Diving into Lunar New Year at Ripples

An invite to a Lunar New Year dinner is no small matter, being the most important event in the Korean year, so when my (currently overseas) boyfriend’s mother invited me to join their celebrations, I gladly accepted.

As the date approached, I realised I knew none of the cultural etiquette that my boyfriend usually guides me through. I set about doing my own research, discovering that I shouldn’t wear black or white (the two represent mourning), that I should attempt to wear red or gold (these colours bring luck), that alcohol is an excellent gift, that the number 8 brings luck (featuring in the extravagant price tag of $888, and in the 8 courses), as does fish, which is an essential part of the meal.

Ripples itself is a simply decorated, medium-sized restaurant that showcases its Hong Kong Chinese identity in its window, lined with beautifully golden Peking ducks, and a large fishtank to the left of the entrance.

The meal was an 8-course behemoth, beginning with oysters and scallops in elegant sauces that gently evoked Chinese flavour principles. These were followed by a bizarre white soup of poached watermelon, slippery bean curd, and squid, which were followed by a platter of marinated pork, succulent chicken slices, and mellow, rich duck.

The next series of dishes emerged together; smoky beef stir fry, steamed spinach, artery-clogging chicken, an abalone, sea cucumber and shiitake mushroom dish, and the pièce de resistance — a whole fish, steamed to perfection.
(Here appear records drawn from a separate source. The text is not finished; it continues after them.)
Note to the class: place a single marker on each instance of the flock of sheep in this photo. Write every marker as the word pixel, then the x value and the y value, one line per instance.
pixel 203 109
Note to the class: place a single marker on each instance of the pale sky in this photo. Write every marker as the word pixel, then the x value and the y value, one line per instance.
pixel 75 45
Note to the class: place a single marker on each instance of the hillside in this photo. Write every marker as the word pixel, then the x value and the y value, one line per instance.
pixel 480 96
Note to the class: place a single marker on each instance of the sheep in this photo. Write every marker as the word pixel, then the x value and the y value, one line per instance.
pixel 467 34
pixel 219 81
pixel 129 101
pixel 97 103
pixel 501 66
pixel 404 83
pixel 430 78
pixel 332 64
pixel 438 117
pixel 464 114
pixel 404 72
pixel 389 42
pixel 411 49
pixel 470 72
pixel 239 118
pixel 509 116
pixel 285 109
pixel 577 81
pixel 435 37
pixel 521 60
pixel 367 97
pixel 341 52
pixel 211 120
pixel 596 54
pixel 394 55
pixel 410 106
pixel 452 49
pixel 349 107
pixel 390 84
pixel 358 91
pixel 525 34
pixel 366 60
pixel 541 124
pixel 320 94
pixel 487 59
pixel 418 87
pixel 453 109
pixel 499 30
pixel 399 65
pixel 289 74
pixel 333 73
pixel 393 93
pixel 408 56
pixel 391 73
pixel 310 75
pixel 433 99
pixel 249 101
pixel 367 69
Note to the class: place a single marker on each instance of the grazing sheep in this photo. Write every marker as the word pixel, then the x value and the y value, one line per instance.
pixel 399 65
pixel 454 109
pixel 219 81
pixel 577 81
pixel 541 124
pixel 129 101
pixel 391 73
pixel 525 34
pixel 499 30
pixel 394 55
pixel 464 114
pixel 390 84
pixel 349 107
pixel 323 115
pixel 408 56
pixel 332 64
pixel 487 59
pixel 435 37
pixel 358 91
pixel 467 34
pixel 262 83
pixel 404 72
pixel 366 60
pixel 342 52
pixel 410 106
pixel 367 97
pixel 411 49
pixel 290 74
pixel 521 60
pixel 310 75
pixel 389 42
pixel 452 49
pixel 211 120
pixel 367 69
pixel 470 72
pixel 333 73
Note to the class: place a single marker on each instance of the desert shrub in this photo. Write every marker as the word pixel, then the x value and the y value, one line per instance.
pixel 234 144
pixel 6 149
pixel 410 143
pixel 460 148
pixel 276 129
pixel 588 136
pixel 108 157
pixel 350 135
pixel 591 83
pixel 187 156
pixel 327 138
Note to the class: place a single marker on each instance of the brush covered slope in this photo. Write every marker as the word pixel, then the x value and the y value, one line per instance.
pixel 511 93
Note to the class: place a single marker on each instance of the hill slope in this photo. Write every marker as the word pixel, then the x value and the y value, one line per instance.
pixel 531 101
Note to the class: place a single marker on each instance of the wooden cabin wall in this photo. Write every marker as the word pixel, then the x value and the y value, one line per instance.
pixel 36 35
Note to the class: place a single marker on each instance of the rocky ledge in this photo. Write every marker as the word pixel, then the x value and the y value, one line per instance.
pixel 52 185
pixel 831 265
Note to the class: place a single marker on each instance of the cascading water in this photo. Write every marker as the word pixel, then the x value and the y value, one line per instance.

Barely able to breathe by this point, we were served noodles with lobster, which I devoured on principle rather than appetite but was outstandingly delicious nonetheless. A cleansing fruit platter with coloured jelly cubes was then brought out, followed by the last course, a sweetened red bean stew (not pictured).

While I don’t have Asian heritage, and no nostalgia associated with Lunar New Year, I could see from those I dined with (who were half or fully Korean or Chinese), that the food evoked powerful memories; one cried out “Rainbow jellies!” the moment the fruit platter was brought out, as they had adored the sweets as a child; while another refused to eat the sweet bean stew because they’d been forced to eat it as a child.

Being the newcomer to the group, I felt I was being let in on a very intimate family occasion, as the meal was heavy with meaning and social norms, and, in line with Fischler’s principle of incorporation, eating such meaning-laden food allowed me to incorporate, to some extent, the identity of the food I ate.